Well, so, my life has been in some level of upheaval since the middle of December, and shit went totally crazy in February (an odd freaking word), but I’ve decided things are starting to return to normal. I’m not entirely sure this is based on fact, but I’m rolling with it anyway.
I’ve decided my role in this part of my family’s life is to be the relentlessly optimistic one. I have to believe things will return to normal and everything will be okay. The alternatives range from scary as shit to straight up terrifying. I don’t even want to look those in the face, especially since there isn’t anything I can do to prevent them. I feel the beginnings of a panic attack at just skimming the surface of those ideas. So, I’ve decided not to borrow trouble and be positive. I wave at the tight knot of fear in my heart and push forward.
I don’t know if this is the best plan. I don’t know if it is the healthiest way to handle it. It’s what I’m doing until I further notice. (I think I just realized I still have a lot more unresolved emotions about what happened to my father than I thought.)

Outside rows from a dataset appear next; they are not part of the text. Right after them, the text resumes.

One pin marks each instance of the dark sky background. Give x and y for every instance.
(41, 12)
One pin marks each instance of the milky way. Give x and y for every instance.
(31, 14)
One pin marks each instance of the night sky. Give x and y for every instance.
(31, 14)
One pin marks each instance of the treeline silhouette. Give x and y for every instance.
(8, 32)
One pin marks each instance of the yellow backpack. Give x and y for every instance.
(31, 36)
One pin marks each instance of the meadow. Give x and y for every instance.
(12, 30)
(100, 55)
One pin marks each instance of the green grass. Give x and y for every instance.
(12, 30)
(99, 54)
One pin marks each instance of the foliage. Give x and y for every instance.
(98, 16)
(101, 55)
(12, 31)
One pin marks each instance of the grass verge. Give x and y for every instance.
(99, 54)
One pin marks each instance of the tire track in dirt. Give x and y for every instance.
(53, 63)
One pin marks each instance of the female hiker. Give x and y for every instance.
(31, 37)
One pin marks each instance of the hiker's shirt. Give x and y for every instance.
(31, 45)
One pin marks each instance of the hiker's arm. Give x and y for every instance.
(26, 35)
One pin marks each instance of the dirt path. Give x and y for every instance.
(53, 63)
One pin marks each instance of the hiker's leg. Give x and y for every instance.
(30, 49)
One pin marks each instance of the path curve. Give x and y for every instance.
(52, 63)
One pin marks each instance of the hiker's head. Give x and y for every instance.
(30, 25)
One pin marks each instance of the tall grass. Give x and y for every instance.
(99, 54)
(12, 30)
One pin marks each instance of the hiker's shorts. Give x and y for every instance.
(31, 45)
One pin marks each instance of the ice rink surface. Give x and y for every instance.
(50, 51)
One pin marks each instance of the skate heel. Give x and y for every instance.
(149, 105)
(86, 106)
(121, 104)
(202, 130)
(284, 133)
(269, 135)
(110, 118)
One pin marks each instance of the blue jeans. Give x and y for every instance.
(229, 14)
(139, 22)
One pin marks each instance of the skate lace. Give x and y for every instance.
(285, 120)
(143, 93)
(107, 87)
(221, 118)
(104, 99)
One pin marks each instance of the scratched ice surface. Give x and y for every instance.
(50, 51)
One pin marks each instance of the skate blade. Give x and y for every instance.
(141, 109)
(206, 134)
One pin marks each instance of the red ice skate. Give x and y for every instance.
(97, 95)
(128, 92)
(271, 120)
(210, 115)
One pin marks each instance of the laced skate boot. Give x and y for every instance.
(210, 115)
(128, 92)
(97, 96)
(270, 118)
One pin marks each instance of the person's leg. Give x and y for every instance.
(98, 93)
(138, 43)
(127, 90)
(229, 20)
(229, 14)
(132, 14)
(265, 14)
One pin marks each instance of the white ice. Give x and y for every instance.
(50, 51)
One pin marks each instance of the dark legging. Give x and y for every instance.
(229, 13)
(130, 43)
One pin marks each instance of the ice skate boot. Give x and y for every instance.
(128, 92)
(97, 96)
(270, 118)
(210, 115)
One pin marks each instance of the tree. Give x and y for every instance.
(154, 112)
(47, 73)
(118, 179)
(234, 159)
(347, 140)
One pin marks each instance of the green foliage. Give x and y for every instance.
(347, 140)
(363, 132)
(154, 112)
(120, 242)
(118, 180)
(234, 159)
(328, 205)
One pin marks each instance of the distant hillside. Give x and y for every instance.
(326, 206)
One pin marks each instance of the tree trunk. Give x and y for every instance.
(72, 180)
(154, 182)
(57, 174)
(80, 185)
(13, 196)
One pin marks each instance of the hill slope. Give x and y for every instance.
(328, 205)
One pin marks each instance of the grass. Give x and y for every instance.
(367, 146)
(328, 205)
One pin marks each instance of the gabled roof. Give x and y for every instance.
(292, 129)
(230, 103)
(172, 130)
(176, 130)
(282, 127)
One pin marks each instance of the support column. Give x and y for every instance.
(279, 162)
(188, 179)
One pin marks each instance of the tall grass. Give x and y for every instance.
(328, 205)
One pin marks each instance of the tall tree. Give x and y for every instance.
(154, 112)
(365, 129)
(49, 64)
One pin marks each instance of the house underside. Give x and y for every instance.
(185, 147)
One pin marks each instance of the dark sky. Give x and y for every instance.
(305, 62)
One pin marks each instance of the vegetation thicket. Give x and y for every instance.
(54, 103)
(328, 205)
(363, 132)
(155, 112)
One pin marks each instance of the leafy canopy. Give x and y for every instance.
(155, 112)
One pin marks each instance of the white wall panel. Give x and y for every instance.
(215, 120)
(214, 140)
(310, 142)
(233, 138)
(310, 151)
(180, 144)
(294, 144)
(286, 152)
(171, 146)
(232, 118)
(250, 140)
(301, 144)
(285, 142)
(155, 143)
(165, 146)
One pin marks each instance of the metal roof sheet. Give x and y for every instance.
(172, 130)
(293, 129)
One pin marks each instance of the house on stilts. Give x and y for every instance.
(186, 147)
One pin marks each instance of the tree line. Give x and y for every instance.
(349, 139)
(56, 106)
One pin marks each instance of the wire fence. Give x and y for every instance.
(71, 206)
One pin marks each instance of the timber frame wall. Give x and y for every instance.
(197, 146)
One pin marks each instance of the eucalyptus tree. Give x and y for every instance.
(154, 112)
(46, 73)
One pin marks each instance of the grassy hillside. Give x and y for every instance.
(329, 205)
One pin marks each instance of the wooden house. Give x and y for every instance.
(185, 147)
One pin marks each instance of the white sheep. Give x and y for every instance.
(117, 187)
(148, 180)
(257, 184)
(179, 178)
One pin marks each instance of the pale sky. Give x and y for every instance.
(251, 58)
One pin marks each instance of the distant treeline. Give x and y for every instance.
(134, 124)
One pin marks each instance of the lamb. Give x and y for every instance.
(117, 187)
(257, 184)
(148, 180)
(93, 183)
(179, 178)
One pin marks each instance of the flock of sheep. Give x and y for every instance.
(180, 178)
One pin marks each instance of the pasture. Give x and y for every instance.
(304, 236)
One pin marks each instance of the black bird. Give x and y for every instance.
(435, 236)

Okay, anyway, aside from that random last bit of crazy, things feel much happier. I am madly in love. I’m so madly in love it is kind of ridiculous. I feel a little like I’ve taken leave of my senses. It’s a bit like having normal emotions and turning them up to 11. (Tina will get the reference.) It’s wonderful and slightly terrifying, and I wouldn’t trade it for anything. Never before could I imagine how it feels to have someone so truly incredible think I’m incredible too. He doesn’t like me in spite of all of those flaws I list in my head (crazy, fat, insecure, awkward); he just accepts these things as part of me and cares about the whole bizarre package. Its like waking up one day and seeing color. We are almost a year together, and I still haven’t lost my wonder at it all. I have a sneaking suspicion that it will always visit me through out the rest of my life.
I hope that I’m writing again regularly. Every time recently I feel like I’m going to get back to it, something happens. Last week it was gross bronchitis. I lost my voice for several days. My parents were in heaven. I sat down to write last night and found everything else to do but write. I ran through all of the little inner demons and all of the internet. I finally forced myself to start. Those first 50-100 words are the hardest, but after that things get easier. Sometimes moving those fingers for those first words take a lot of effort.
I don’t know what happens next in life. I’m hoping for normalcy. I feel like I’m finding my footing again. I don’t know how long it will last. I need to keep trying though. Just keep swimming, right?